The OgaGenerator class is responsible for generating text using a loaded model. It provides methods for token-by-token generation, managing generation state, and accessing generated sequences.
Class Definition
struct OgaGenerator : OgaAbstract {
static std::unique_ptr<OgaGenerator> Create(const OgaModel& model, OgaGeneratorParams& params);
// Generation control
void AppendTokenSequences(const OgaSequences& sequences);
void AppendTokens(const int32_t* input_ids, size_t input_ids_count);
void GenerateNextToken();
bool IsDone();
// Sequence access
const int32_t* GetSequenceData(size_t index) const;
size_t GetSequenceCount(size_t index) const;
std::span<const int32_t> GetNextTokens();
size_t TokenCount() const;
// Advanced features
void RewindTo(size_t new_length);
void SetRuntimeOption(const char* key, const char* value);
void SetModelInput(const char* name, OgaTensor& tensor);
void SetInputs(OgaNamedTensors& named_tensors);
// Tensor access
std::unique_ptr<OgaTensor> GetInput(const char* name);
std::unique_ptr<OgaTensor> GetOutput(const char* name);
std::unique_ptr<OgaTensor> GetLogits();
void SetLogits(OgaTensor& tensor);
bool IsSessionTerminated() const;
void SetActiveAdapter(OgaAdapters& adapters, const char* adapter_name);
};
Defined in: ~/workspace/source/src/ort_genai.h:446
Methods
Create()
Create a generator instance from a model and parameters.

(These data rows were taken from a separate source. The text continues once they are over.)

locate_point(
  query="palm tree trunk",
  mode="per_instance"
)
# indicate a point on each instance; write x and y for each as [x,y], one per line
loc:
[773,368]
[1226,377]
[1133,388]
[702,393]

static std::unique_ptr<OgaGenerator> Create(const OgaModel& model, OgaGeneratorParams& params)
The model to use for generation
params
OgaGeneratorParams&
required
Generation parameters (search options, constraints, etc.)
Returns: std::unique_ptr<OgaGenerator> - A unique pointer to the created generator
Throws: std::runtime_error if generator creation fails
Example
auto model = OgaModel::Create("phi-2");
auto params = OgaGeneratorParams::Create(*model);
params->SetSearchOption("max_length", 200);
auto generator = OgaGenerator::Create(*model, *params);
AppendTokenSequences()
Append token sequences to the generator (typically the encoded prompt).
void AppendTokenSequences(const OgaSequences& sequences)
sequences
const OgaSequences&
required
The token sequences to append (usually from tokenizer encoding)
Throws: std::runtime_error if appending fails
Example
// Encode prompt and append to generator
auto sequences = OgaSequences::Create();
tokenizer->Encode("A great recipe for Kung Pao chicken is ", *sequences);
generator->AppendTokenSequences(*sequences);
From ~/workspace/source/examples/c/src/model_qa.cpp:128
AppendTokens()
Append individual tokens to the generator.
void AppendTokens(const int32_t* input_ids, size_t input_ids_count)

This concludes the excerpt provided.